Privacy Notice

Data Controller

BIMCORPMX, S.A. de C.V. [hereinafter, "BIMCORP"], with address in Mazatlán, Sinaloa, Mexico, is responsible for collecting, using, and protecting your personal data.

For BIMCORP, the confidentiality and proper protection of personal data are of the utmost importance. Therefore, we are committed to handling the personal data you provide to us responsibly and in accordance with the Federal Law on the Protection of Personal Data Held by Private Parties, its Regulations, and all other applicable legal provisions [hereinafter, the "Law"].

Handling of Your Personal Data

Our main purpose is to provide you with reliable, secure, and efficient company incorporation services, as well as other legal and non-legal services, through our Service Partners, including notaries, attorneys, and accountants.

For this purpose, BIMCORP uses technological tools that are necessary to receive, organize, analyze, and follow up on the information provided by the User, solely to address the User's request and provide the requested services.

All technology used to process your information is subject to high information security standards.

Security Measures

Your personal data is protected through administrative, physical, and technical security measures designed to prevent loss, alteration, destruction, unauthorized use, access, or disclosure.

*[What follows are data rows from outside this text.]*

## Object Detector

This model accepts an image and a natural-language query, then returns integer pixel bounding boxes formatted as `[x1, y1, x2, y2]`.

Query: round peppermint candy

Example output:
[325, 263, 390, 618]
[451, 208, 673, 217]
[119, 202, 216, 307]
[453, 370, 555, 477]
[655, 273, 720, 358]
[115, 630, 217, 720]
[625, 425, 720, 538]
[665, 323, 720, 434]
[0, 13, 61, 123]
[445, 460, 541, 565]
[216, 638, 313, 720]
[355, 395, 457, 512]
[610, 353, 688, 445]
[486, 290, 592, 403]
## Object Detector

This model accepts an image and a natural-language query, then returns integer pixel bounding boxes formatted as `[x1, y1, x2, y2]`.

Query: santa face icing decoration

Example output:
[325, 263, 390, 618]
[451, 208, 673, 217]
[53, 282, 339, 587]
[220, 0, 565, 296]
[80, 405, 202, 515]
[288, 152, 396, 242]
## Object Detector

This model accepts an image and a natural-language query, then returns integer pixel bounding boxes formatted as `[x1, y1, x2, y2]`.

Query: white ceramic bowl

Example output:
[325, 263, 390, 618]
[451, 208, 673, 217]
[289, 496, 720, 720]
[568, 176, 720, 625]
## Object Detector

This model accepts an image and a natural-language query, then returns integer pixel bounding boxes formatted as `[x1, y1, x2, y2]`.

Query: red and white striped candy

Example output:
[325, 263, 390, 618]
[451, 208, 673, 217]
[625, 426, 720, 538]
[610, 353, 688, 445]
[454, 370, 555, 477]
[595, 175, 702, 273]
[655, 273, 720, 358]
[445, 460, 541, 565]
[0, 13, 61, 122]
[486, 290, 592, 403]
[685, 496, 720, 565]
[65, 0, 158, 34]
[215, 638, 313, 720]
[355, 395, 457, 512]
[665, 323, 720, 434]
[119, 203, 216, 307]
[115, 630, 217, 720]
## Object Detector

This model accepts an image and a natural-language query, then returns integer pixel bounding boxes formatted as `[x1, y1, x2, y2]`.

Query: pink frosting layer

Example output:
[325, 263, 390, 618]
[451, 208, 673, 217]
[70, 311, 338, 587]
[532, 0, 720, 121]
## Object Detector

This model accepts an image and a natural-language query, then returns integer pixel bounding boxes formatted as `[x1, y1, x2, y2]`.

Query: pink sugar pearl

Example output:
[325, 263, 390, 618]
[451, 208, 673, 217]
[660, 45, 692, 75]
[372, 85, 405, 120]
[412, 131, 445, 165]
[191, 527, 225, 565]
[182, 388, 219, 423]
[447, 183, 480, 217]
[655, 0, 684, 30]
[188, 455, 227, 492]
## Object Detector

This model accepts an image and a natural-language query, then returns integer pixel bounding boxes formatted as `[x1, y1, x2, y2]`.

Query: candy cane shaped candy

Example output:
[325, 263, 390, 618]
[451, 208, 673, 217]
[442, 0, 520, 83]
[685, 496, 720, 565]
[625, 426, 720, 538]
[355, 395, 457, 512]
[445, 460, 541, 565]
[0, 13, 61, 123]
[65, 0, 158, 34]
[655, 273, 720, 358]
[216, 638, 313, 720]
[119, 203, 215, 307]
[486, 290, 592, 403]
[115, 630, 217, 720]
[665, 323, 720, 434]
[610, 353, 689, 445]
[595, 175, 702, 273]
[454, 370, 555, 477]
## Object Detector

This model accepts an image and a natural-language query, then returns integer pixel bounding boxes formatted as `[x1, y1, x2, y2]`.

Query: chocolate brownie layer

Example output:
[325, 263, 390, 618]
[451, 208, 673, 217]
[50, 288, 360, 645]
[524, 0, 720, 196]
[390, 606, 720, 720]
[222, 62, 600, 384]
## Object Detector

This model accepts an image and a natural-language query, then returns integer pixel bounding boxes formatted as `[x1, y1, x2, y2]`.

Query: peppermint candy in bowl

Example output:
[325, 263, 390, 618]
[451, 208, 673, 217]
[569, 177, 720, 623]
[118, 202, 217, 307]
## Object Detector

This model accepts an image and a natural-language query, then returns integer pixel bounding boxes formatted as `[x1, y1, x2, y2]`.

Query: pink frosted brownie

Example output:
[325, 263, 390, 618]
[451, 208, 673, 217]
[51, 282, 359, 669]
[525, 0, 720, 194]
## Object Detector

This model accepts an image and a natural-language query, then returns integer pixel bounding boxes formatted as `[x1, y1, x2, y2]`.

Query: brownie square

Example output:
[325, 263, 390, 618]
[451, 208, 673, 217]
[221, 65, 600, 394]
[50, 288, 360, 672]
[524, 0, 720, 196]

Purposes for Which We Collect and Use Your Personal Data

Your personal data may be used to carry out any or all of the following purposes:

• To receive, analyze, and follow up on your service request.
• To identify the applicable service, legal structure, or course of action.
• To contact you to request additional information, schedule calls, follow up on the process, and provide the requested services.
• To share strictly necessary information with Service Partners, including notaries, attorneys, accountants, advisors, financial institutions, authorities, or operational third parties, when necessary to provide the requested services or carry out the relevant procedures.
• To prepare documents, create files, and carry out corporate, legal, tax, administrative, or compliance-related actions connected with the requested services.
• To respond to requests regarding ARCO Rights, revocation of consent, limitation of use or disclosure of personal data, as well as any inquiry related to the processing of your personal data.
• To comply with legal, contractual, tax, administrative, or regulatory obligations applicable to BIMCORP.

Consent for the Processing of Personal Data

Pursuant to Articles 7, 8, 11, 14, 15, and 16 of the Federal Law on the Protection of Personal Data Held by Private Parties, except where the Law requires express consent, the processing of your personal data for the primary purposes described in this Privacy Notice shall be deemed tacitly consented to when this Privacy Notice has been made available to you and you do not object to the processing of your personal data.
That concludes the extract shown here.